36. Whether a man is fond of his enjoyments, or forsakes them in disgust; it is all the same to him, if he but think himself to be no actor of them. (Set not your mind to act, if you want to be set free in fact).

37. But if you wish to remain, Ráma, with your high ambition of doing every thing in the world, that is also good, and you may try to do the same.

38. But if I do not fall to so great an error, as to have this high aspiration of yours, I am never liable to the passions of anger and enmity, and other violent emotions in this world.

39. The bodies that we bear, are nourished by some and immolated by others: such being the state of our own being; we have no cause for our joy or sorrow in it.

40. Knowing ourselves to be the authors of our own happiness and misery, and as causes of the rise and dissolution of the world from our view, we have no reason to be joyous or sorry in it.

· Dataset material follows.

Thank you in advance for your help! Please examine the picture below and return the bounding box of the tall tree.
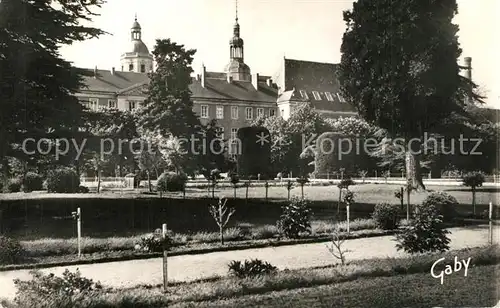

41. Then there is an end of the joys and sorrows of our own making, when we have that sweet composure, which is a balm to all the diseases in our soul.

42. Fellow feeling to all living beings, makes the best state of the mind; and the soul that is so disposed, is not subject to transmigration.

43. Or make this the best lesson, Ráma! for your conduct in life, that with all your activities, you continue to think yourself as no actor at all. (Because the belief of one’s agency, leads him to the fruition of this act in repeated births).

44. Remain quiet and steady as thou art, by resigning all things to themselves; and never think that it is thou that dost or undoest anything (which is destined to be so or otherwise by the Divine will).

45. But if you look to the different modes of your doing one thing or the other, you can have no rest or quiet, but must run in the way leading to the trap of perpetual toil and misery.